--- Chapter 3: Static Between us

Lena hadn’t painted in days.

Her brushes sat stiff in cloudy water, like wilted flowers long forgotten. The big canvas in the corner leaned against the wall with quiet judgment, still untouched. Every time she looked at it, she felt the pressure to create, to express—but all her inspiration had narrowed into one thing. One person.

Kai.

Their conversations had become ritual. Morning greetings, midnight thoughts. He sent voice notes now—low, almost whispering, as if afraid the world might overhear what was meant only for her. His voice had a strange gravity to it—deep, slow, full of something heavy and warm. She played them over and over in the dark, the hum of his breath filling the silence between her own.

“When I close my eyes,” he said in one, “your work burns behind my eyelids. It’s like I’ve seen it before. Or maybe I dreamed it. Either way, I can’t forget it.”

She hadn’t shown him much. A few older pieces online. Nothing new. But he spoke about her art like he had stood in her studio, touched her canvas, breathed her thoughts.

No one else ever did that. Not her professors. Not her friends. Not even the gallery curator who once praised her style but called her work “emotionally reserved.”

But Kai? He saw her.

That’s what made it feel real.

Even if she hadn’t seen his full face yet—he never turned his camera on. Always said the lighting was bad, or that he looked a mess. Still, Lena felt connected. Addicted, even.

Until one night.

The city outside was muted, fog pressing against her windows. She was lying on her couch, wrapped in her blanket, when the message came.

“Why haven’t you shown me your face?”

The question was simple. Innocent, even. But it hit her like a needle.

She stared at her screen, thumb hovering over the keyboard. She could almost hear his voice asking it—soft, curious. But something in her spine stiffened.

She typed back:

“I like the mystery.”

A pause. Then a reply.

Just a single emoji:

Eyes. Watching.

Her skin prickled.

That night, something tugged at the back of her mind. A thought she couldn’t shake. So she did what she hadn’t done in weeks—she went back through his profile. Scrolling past the moody street photos, the abstract colors, the blurry self-portraits.

And there it was.

An image posted early on—months before he ever followed her. A strange composition of red and grey, abstract and raw. It struck her with a jolt.

She had drawn that.

Not exactly, but close—eerily close. Her version sat in her sketchbook. She flipped through it, fingers trembling slightly, until she found the page. Dated. Signed. Quiet proof.

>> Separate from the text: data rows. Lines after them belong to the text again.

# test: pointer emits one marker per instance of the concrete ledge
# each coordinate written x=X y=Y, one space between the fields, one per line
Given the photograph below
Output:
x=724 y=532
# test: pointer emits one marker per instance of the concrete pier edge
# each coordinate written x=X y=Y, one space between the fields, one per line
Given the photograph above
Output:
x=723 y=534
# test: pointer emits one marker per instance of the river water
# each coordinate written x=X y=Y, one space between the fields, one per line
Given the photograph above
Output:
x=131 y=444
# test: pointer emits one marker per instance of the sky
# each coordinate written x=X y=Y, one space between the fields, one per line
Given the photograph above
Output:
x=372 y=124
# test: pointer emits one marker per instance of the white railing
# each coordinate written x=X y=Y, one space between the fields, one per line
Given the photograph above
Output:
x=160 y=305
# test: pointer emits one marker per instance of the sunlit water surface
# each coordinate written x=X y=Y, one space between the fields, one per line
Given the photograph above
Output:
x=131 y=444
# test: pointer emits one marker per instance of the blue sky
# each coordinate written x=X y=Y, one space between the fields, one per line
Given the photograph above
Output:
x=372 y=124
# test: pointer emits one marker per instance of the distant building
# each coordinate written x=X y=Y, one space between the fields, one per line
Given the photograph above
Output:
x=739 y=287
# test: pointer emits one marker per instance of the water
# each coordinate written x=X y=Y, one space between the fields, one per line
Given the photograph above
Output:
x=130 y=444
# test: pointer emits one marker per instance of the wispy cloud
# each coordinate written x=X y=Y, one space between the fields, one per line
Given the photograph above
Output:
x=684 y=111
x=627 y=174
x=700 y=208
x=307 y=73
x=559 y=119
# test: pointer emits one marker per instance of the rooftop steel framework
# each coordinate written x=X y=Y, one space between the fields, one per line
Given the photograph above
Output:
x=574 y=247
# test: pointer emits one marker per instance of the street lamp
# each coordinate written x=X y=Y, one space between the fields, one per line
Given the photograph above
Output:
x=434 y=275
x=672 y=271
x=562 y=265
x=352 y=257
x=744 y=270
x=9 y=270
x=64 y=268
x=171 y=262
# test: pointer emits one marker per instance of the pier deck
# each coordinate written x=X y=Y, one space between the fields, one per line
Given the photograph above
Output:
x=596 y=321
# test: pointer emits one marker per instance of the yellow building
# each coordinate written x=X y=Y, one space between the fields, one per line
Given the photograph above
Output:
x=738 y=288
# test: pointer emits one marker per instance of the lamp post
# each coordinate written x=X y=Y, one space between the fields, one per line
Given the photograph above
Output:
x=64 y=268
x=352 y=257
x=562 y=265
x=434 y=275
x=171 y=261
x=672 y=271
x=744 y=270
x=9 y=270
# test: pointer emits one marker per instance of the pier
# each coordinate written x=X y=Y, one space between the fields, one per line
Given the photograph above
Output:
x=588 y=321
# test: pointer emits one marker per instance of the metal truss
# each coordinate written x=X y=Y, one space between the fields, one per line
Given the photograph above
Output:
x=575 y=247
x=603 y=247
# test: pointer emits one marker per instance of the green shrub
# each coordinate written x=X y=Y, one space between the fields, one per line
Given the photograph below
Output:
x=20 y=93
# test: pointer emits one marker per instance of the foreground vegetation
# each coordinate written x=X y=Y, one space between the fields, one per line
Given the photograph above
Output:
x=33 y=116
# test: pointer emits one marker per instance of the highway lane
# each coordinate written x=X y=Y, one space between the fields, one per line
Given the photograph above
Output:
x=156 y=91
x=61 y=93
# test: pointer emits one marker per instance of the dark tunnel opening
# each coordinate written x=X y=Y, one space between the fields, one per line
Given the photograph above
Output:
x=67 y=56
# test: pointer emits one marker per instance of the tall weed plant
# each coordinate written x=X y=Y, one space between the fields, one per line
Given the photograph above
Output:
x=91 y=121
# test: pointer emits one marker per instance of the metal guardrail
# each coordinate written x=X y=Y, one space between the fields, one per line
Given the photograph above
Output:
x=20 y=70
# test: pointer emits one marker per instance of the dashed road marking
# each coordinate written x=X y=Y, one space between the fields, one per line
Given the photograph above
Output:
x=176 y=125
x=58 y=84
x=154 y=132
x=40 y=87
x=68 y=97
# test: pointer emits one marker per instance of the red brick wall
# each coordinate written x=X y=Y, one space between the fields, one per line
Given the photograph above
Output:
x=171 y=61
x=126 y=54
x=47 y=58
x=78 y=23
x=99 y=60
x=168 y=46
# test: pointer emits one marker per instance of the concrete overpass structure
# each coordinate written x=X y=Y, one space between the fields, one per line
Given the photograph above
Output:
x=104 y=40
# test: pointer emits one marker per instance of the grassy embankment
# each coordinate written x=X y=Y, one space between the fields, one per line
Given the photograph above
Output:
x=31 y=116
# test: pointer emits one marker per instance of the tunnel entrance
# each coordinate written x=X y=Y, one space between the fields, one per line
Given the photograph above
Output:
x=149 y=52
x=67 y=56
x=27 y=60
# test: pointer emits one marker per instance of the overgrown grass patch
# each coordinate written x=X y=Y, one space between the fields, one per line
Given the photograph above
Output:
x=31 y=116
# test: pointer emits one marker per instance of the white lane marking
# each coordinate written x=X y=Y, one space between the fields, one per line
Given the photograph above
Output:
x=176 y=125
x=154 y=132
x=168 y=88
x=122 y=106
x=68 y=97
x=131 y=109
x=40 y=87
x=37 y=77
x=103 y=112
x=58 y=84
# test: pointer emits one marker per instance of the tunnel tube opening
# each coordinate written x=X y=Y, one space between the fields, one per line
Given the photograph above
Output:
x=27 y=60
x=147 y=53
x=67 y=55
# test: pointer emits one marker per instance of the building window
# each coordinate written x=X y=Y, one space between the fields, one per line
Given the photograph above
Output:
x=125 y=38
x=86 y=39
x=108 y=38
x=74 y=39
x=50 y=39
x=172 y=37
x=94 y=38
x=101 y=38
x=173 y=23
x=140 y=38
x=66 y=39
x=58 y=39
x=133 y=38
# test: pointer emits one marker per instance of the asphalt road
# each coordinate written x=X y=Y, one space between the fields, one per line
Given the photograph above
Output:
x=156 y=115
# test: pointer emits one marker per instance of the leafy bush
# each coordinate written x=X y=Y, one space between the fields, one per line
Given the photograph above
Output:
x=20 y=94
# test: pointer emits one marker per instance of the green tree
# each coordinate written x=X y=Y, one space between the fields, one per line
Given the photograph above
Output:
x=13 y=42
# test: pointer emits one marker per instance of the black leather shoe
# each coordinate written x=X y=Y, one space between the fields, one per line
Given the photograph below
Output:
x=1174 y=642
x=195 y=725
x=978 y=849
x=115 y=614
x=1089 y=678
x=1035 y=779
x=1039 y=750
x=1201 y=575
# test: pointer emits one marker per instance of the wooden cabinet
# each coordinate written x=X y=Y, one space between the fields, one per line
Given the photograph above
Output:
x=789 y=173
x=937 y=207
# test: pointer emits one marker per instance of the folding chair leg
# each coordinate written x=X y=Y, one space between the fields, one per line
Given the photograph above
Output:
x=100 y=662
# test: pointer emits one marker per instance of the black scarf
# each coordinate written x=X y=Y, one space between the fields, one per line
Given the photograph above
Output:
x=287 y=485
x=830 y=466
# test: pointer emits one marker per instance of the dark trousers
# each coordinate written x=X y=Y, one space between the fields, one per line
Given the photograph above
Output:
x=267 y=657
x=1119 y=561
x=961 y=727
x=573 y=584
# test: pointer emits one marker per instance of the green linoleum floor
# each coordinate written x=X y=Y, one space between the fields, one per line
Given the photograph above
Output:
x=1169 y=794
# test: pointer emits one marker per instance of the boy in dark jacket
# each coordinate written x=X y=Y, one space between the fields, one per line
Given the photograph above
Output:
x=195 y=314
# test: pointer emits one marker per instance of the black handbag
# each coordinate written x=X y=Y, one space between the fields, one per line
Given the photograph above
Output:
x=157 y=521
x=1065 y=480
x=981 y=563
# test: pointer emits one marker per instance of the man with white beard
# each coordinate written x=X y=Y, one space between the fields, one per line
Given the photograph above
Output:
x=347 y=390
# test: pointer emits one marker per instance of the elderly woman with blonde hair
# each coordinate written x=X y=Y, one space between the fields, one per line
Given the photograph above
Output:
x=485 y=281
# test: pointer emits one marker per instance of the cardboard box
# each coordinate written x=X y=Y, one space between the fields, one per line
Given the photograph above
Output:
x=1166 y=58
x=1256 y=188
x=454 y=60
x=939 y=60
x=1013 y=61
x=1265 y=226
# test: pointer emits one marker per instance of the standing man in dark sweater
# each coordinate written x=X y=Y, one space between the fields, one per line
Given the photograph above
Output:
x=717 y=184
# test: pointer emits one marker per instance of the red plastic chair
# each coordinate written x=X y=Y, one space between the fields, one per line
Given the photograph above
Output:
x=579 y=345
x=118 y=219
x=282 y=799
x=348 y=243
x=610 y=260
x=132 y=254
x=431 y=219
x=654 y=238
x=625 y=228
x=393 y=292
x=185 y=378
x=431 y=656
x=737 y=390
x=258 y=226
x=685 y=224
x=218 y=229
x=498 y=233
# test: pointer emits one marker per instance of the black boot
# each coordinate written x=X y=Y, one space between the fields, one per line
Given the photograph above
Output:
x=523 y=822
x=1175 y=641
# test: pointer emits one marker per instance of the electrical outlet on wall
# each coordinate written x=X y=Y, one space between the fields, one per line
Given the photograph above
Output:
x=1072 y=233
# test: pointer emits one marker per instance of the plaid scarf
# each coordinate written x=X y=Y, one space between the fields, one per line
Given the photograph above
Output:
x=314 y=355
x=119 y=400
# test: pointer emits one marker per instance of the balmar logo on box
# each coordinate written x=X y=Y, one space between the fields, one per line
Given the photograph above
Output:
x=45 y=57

She had never posted it. Never shared it.

Her chest tightened.

She stared at his image again. Her fingers hovered over her screen.

Was it coincidence? Inspiration? Or something else?

She didn’t message him that night. For the first time, she left him on read.

And when her phone buzzed an hour later—his name lighting up the screen—she didn’t feel excitement.

She felt watched.

She felt hunted.

She felt known in a way that suddenly didn’t feel like love at all.